The SARS-CoV-2 pandemic has challenged humankind’s ability to quickly determine the cascade of health effects caused by a novel infection. Even with the unprecedented speed at which vaccines were developed and introduced into society, identifying therapeutic interventions and drug targets for patients infected with the virus remains important as new strains of the virus evolve, or future coronaviruses may emerge that are resistant to current vaccines. The application of transcriptomic RNA sequencing of infected samples may shed new light on the pathways involved in viral mechanisms and host responses.
Researchers at University of California at Santa Cruz describe the application of the previously developed “dual RNA-seq” approach to investigate, for the first time, the co-regulation between the human and SARS-CoV-2 transcriptomes. Together with differential expression analysis, we describe the tissue specificity of SARS-CoV-2 expression, an inferred lipopolysaccharide response, and co-regulation of CXCL’s, SPRR’s, S100’s with SARS-CoV-2 expression. Lipopolysaccharide response pathways in particular offer promise for future therapeutic research and the prospect of subgrouping patients based on chemokine expression that may help explain the vastly different reactions patients have to infection. Taken together these findings highlight unappreciated SARS-CoV-2 expression signatures and emphasize new considerations and mechanisms for SARS-CoV-2 therapeutic intervention.
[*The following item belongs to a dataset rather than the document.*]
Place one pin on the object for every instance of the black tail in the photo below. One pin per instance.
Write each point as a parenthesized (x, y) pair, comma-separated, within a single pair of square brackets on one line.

(A) Illustration of the dual RNAseq alignment pipeline (dRAP) using both host and guest genomes. Dual RNAseq creates a single reference index for RNAseq read alignment with STAR by appending “guest” genomes to the host genome allowing for simultaneous alignment of reads with multiple transcriptomes where the best overall alignment is selected. An example is shown where dRAP can resolve that a single read has a better match to the guest genome with only 1 mismatch (green arrow) compared to the host genome with 3 mismatches (red vertical lines). The SARS-CoV-2 guest genome (NC_045512v2) is depicted with its annotated set of genes designated as open reading frames, structural proteins, or accessory factors. (B) Overview of dRAP application to SARS-CoV-2 analysis enabling the detection of coexpression associations between transcripts originating from human (red lines) and virus (blue lines). RNAseq reads from SARS-CoV-2 infected samples from human cell lines (A549 and NHBE) and patients (BALF, PBMC, and Lung) were collected from public datasets (Blanco-Melo et. al. 2020 and Xiong et. al. 2020). Traditional RNAseq (dashed green arrows), which does not quantify both human and viral transcripts, allows for only differential expression analysis, while dRAP (black arrows) enables both downstream differential and coexpression analyses between host and virus. A549, NHBE, and BALF samples were selected for downstream analyses as they contained SARS-CoV-2 transcripts. Several co-expression analyses (CE) were performed in linear (CE-Net) and nonlinear (CE-dendro) relationships between the human and SARS-CoV-2 transcriptomes and genes of influence (CE-PageRank) in the gene regulatory network. Each CE view, along with DE, produced a set of results for A549, NHBE, and BALF groups. Genes implicated in two or more CE views were collected and used to determine enriched pathways (denoted “consensus pathways”). A “consensus network” was determined by including genes and pathways found by two or more views.